La segunda, ya con consciencia y propia decisión, vino a
ocurrir unos 15 años después, cuando llegó a Granada, por los castellanos
campos de su madre, a estudiar Filología Hispánica y a sumergirse hasta el
cuello (o más) en las reflexiones que le inspiraba su doble condición:
Argentino en los recuerdos, español en el entorno, latinoamericano de crianza,
europeo de ascendencia, el entonces joven Neuman encarnaba sin pedirlo un
conflicto ancestral de identidad: El de la hispanidad, manchega y bonaerense,
conquistadora y conquistada, imperial y lastimada, todo tejido en el mismo
idioma.
Pronto supo aquel muchacho, mitad pibe, mitad chaval, que antes que argentino, trashumante, apátrida
o español era otra cosa: Escritor, que es una de las formas más sensatas de
dejar de atormentarse por fronteras.
Vinieron entonces, apenas a los 21, las dos primeras
plaquetas poéticas, el Premio Antonio Carbajal para una de ellas, Métodos de la noche, poemas todavía
jóvenes pero ya fermentados, imágenes directas y líneas como “Entre los mil
hedores / de cáscaras añejas, de mal roídos huesos / de astillas de cristal
amanecido (…)”. Un ritmo jubiloso y efervescente de creación permite la
aparición de dos, incluso tres títulos nuevos cada año a partir de entonces,
plaquetas de poemas, relatos breves, el Premio Hiperión, el Federico García
Lorca, la inclusión en una o dos antologías generacionales y la creciente
amistad con Roberto Bolaño a modo de mentor son apenas destellos premonitorios
de las primeras novelas, Bariloche, Una vez Argentina, ambas finalistas del
Herralde, la segunda, emotiva reconstrucción de la infancia del narrador y de
la sentida odisea del destierro, una suerte de autobiografía que termina siendo
síntesis personalísima de la historia y la identidad argentinas, la nostalgia
por la Europa devastada, la formación de Buenos Aires como un espejo de París empañado
de tristezas.
Si se lee bien lo anterior, notaremos que estamos a punto de
caer en el lugar común, en recomendar la novela
más reciente ó en continuar con la enumeración de premios que al final
convertirá a este texto en algo así como un currículum en prosa, en enlistar
citas elogiosas de sus contemporáneos, etcétera.

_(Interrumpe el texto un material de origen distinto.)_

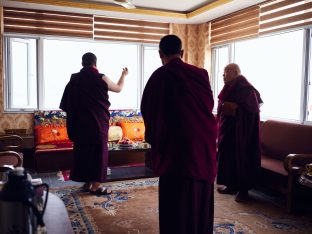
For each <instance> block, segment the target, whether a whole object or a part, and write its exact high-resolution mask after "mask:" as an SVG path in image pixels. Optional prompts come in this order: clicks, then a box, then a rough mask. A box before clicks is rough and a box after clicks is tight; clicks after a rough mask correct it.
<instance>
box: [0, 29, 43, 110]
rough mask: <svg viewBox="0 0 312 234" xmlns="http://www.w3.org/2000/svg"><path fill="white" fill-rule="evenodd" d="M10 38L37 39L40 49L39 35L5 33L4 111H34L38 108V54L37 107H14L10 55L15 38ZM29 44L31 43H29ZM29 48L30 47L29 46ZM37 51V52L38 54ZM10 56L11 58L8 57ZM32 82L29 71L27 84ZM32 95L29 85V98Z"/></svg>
mask: <svg viewBox="0 0 312 234" xmlns="http://www.w3.org/2000/svg"><path fill="white" fill-rule="evenodd" d="M10 38H12V39H21V40H23V39H25V40H27V39H35V40H36V50H37V51H38V41H37V39H38V37H34V36H13V35H5V36H4V43H3V51H4V53H3V54H4V59H3V74H4V75H3V80H2V81H3V87H4V88H3V108H4V112H8V113H15V112H17V113H20V112H33V111H34V110H36V109H38V56H37V55H36V58H37V59H36V61H35V63H36V89H37V90H36V96H37V97H36V101H37V102H36V104H37V105H36V107H35V108H33V107H27V106H25V107H23V108H18V107H12V105H13V104H12V98H13V94H12V92H13V91H12V88H13V87H12V79H11V76H12V74H11V70H12V67H11V66H10V65H9V64H12V56H11V55H9V54H11V43H12V41H13V40H10ZM28 46H29V45H28ZM27 49H28V48H27ZM37 51H36V54H37ZM27 57H28V59H27V67H28V68H29V66H30V64H29V53H28V52H27ZM8 58H9V59H8ZM29 83H30V75H29V73H27V84H28V86H29ZM30 95H32V94H31V93H30V90H29V88H28V87H27V98H28V99H29V97H30Z"/></svg>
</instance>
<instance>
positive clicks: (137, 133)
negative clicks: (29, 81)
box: [118, 121, 145, 141]
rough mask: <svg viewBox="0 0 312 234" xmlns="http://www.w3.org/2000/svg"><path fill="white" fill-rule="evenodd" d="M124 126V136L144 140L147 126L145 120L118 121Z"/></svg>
mask: <svg viewBox="0 0 312 234" xmlns="http://www.w3.org/2000/svg"><path fill="white" fill-rule="evenodd" d="M118 125H120V127H121V128H122V133H123V137H127V138H129V139H130V140H134V141H142V140H144V133H145V126H144V123H143V121H140V122H128V121H124V122H120V123H118Z"/></svg>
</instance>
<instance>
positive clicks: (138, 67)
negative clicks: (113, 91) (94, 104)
mask: <svg viewBox="0 0 312 234" xmlns="http://www.w3.org/2000/svg"><path fill="white" fill-rule="evenodd" d="M94 51H95V54H96V56H97V63H98V64H97V67H98V69H99V71H100V72H101V73H104V74H105V75H106V76H107V77H109V78H110V79H111V80H112V81H114V82H117V81H118V80H119V78H120V75H121V72H122V68H123V67H127V68H128V69H129V74H128V75H127V76H126V78H125V84H124V87H123V89H122V91H121V92H120V93H114V92H109V101H110V102H111V107H110V109H133V108H134V109H136V108H138V107H139V104H138V102H139V99H138V97H139V74H138V70H139V64H138V45H131V44H116V43H110V44H96V49H95V50H94Z"/></svg>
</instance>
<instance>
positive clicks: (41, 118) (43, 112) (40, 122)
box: [34, 110, 66, 126]
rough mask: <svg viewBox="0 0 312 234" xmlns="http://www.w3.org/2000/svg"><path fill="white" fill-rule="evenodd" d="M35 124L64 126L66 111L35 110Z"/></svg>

Será mejor lanzar al aire la
sincera recomendación de acercarse en breve a Andrés Neuman, de rastrear por la
red las versiones en línea de cuentos suyos que se leen de un tirón y terminan
releyéndose cada que se puede: Una raya
en la arena, La belleza, La pareja ó poemas al azar, escaparse diez minutos
a Microrréplicas, el desparpajado blog que mantiene con textos brevísimos.
Por
ese camino el lector interesado llegará, tarde que temprano, a El Viajero del Siglo, novela amplia, desigual, ambiciosa, imperfecta y estimulante que sería necesaria en el recorrido de su
autor aunque no hubiera recibido el Premio Alfaguara 2009 y con ello un empujón
publicitario y comercial desorbitante. “Los vegetales tienen raíces, los
hombres y las mujeres tienen pies” reza el epígrafe de George Steiner que abre
el relato, una novela vasta y pausada sobre la Europa central del XIX, sobre
Sajonia, Prusia, Austrohungría, el siglo de las grandes utopías, el laboratorio
de la modernidad, los hondos debates revolucionarios, el esplendor de las
novelas nacionales y la semilla de lo que sería la Unión Europea, sobre la
traducción de poesía como metáfora del mundo y el viaje como alegoría de lo
humano.
Dejemos aquí a Andresito, ya convertido en Neuman por
derecho propio. Que el lector continúe el recorrido, si le place, en voz del
propio Andrés, aquel gaucho de Castilla que tuvo la extravagante suerte de
nacer dos veces al inicio de su vida y que vuelve a nacer en cada recodo de su
escritura, en la lírica, en la novela, en el ensayo, en la enseñanza. Nacer
cada vez. De eso va la literatura, al fin y al cabo. ¿Que no?